Kürzlich ist ein Freund von mir gestorben, eine warmherzige, freundliche Seele. Die Trauer, die Beerdigung, das Abschiednehmen, der Wunsch, es möge trotz allem noch eine weitere Begegnung geben, es möge nicht für immer vorbei sein: Das ist eine grosse Überforderung.

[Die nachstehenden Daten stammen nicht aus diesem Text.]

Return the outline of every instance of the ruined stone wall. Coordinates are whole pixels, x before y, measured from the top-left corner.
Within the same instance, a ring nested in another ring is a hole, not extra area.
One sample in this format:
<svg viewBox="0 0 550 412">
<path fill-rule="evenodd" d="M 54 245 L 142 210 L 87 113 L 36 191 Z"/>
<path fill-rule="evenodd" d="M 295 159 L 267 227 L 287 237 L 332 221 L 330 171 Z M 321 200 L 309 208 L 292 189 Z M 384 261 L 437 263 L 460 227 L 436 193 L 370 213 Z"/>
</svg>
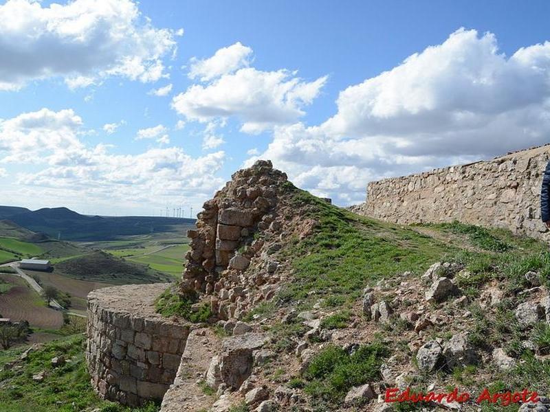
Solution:
<svg viewBox="0 0 550 412">
<path fill-rule="evenodd" d="M 490 161 L 436 169 L 368 184 L 354 210 L 397 223 L 465 223 L 503 227 L 550 240 L 540 220 L 540 185 L 550 146 Z"/>
<path fill-rule="evenodd" d="M 104 399 L 138 406 L 161 400 L 174 381 L 189 326 L 155 313 L 168 284 L 105 288 L 88 296 L 86 360 Z"/>
<path fill-rule="evenodd" d="M 238 319 L 258 299 L 272 295 L 280 281 L 278 262 L 263 248 L 281 236 L 288 221 L 283 211 L 287 180 L 270 161 L 258 161 L 234 173 L 204 203 L 197 230 L 188 232 L 191 242 L 180 284 L 182 294 L 210 297 L 212 312 L 222 319 Z M 250 295 L 260 288 L 255 297 Z"/>
</svg>

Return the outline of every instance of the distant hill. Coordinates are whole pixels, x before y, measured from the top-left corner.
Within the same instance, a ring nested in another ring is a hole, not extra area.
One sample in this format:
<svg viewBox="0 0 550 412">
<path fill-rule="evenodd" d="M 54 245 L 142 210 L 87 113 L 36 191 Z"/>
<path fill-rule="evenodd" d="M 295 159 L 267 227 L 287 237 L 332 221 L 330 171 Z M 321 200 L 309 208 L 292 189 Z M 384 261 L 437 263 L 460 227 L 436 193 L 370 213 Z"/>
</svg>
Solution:
<svg viewBox="0 0 550 412">
<path fill-rule="evenodd" d="M 39 209 L 0 206 L 0 220 L 10 221 L 34 232 L 65 240 L 111 240 L 121 236 L 155 232 L 183 231 L 195 226 L 195 219 L 147 216 L 89 216 L 67 207 Z"/>
<path fill-rule="evenodd" d="M 54 273 L 91 282 L 113 284 L 172 282 L 169 275 L 116 258 L 102 251 L 67 259 L 54 265 Z"/>
<path fill-rule="evenodd" d="M 0 238 L 15 238 L 21 240 L 31 240 L 37 236 L 39 237 L 40 235 L 28 229 L 21 227 L 11 220 L 0 220 Z"/>
</svg>

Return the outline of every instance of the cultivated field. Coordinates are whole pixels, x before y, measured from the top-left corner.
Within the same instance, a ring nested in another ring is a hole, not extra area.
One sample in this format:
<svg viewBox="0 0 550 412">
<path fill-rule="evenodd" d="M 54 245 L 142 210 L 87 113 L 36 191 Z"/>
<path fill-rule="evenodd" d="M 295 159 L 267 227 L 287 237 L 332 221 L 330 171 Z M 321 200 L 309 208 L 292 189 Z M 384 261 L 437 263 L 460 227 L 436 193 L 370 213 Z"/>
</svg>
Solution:
<svg viewBox="0 0 550 412">
<path fill-rule="evenodd" d="M 87 309 L 86 298 L 88 293 L 94 289 L 112 286 L 112 284 L 98 282 L 87 282 L 72 279 L 66 276 L 62 276 L 55 273 L 38 272 L 35 271 L 25 271 L 29 276 L 37 277 L 40 279 L 40 284 L 43 288 L 52 286 L 61 290 L 69 293 L 71 295 L 71 312 L 76 312 L 85 314 Z"/>
<path fill-rule="evenodd" d="M 184 257 L 188 249 L 187 243 L 165 246 L 157 243 L 142 248 L 106 249 L 105 251 L 179 278 L 183 271 Z"/>
<path fill-rule="evenodd" d="M 13 286 L 0 295 L 0 314 L 13 321 L 26 320 L 30 325 L 42 329 L 58 329 L 63 325 L 60 312 L 46 307 L 45 303 L 22 279 L 0 275 L 3 282 Z"/>
</svg>

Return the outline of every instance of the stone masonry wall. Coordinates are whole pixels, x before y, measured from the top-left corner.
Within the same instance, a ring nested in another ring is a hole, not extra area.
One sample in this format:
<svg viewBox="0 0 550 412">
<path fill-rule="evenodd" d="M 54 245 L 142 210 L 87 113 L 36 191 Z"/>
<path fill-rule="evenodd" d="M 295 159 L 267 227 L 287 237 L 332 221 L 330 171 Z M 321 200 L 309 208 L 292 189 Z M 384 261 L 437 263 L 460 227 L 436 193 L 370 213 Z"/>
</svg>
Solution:
<svg viewBox="0 0 550 412">
<path fill-rule="evenodd" d="M 545 146 L 490 161 L 372 182 L 366 203 L 353 210 L 396 223 L 458 220 L 550 240 L 540 209 L 549 158 L 550 146 Z"/>
<path fill-rule="evenodd" d="M 88 295 L 86 360 L 100 396 L 130 406 L 161 400 L 173 382 L 189 326 L 155 313 L 168 284 L 98 289 Z"/>
</svg>

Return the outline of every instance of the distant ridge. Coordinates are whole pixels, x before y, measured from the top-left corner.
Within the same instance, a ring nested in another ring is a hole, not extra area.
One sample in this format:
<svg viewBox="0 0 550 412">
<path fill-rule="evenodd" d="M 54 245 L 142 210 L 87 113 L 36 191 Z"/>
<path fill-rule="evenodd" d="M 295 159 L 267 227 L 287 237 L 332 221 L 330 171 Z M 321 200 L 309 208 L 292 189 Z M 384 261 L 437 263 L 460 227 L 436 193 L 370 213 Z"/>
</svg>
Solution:
<svg viewBox="0 0 550 412">
<path fill-rule="evenodd" d="M 156 231 L 177 231 L 193 227 L 195 219 L 148 216 L 87 216 L 67 207 L 45 207 L 32 211 L 25 207 L 0 206 L 0 220 L 8 220 L 33 232 L 57 239 L 78 241 L 110 240 L 120 236 Z"/>
</svg>

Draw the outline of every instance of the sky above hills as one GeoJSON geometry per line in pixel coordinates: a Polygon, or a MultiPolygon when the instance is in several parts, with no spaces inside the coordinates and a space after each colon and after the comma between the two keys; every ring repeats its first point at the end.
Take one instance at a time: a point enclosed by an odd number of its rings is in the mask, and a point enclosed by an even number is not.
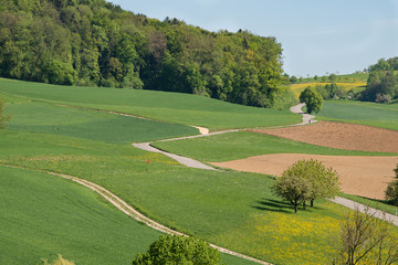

Der Tod ist der Einbruch des Absoluten in unseren Alltag. Der Fluss der Zeit, in dem sich alles laufend verändert, alles in Bewegung bleibt und uns vorantreibt, wird plötzlich unterbrochen, wird radikal, grundlegend verändert. Es ist die Stunde, die sagt: Es gibt das Unvorstellbare, Allgewaltige. Es greift nach deinen Freunden und Verwandten und reisst sie von dir weg. Und es greift auch nach dir, sucht dich schon.
Der Taumel der letzten Fragen
Der Tod eines Menschen, mit dem wir gern mehr Zeit verbracht hätten, löst in uns den abgründigen Taumel der Frage aus: «Ist dies das Ende? Gibt es nur diese Welt, fallen wir nachher ins Nichts?» Im Vergleich dazu erscheint die technisch geplante, digitalisierte Gesellschaft unserer Tage wie ein Turmbau, an dem alle fleissig mitbauen, in dem alle sich ununterbrochen beschäftigen, amüsieren, lieben, hassen. Ein Turm, aus dem der Abgrund des Todes, so gut es geht, verdrängt wird. Keine letzten, unheimlichen Fragen.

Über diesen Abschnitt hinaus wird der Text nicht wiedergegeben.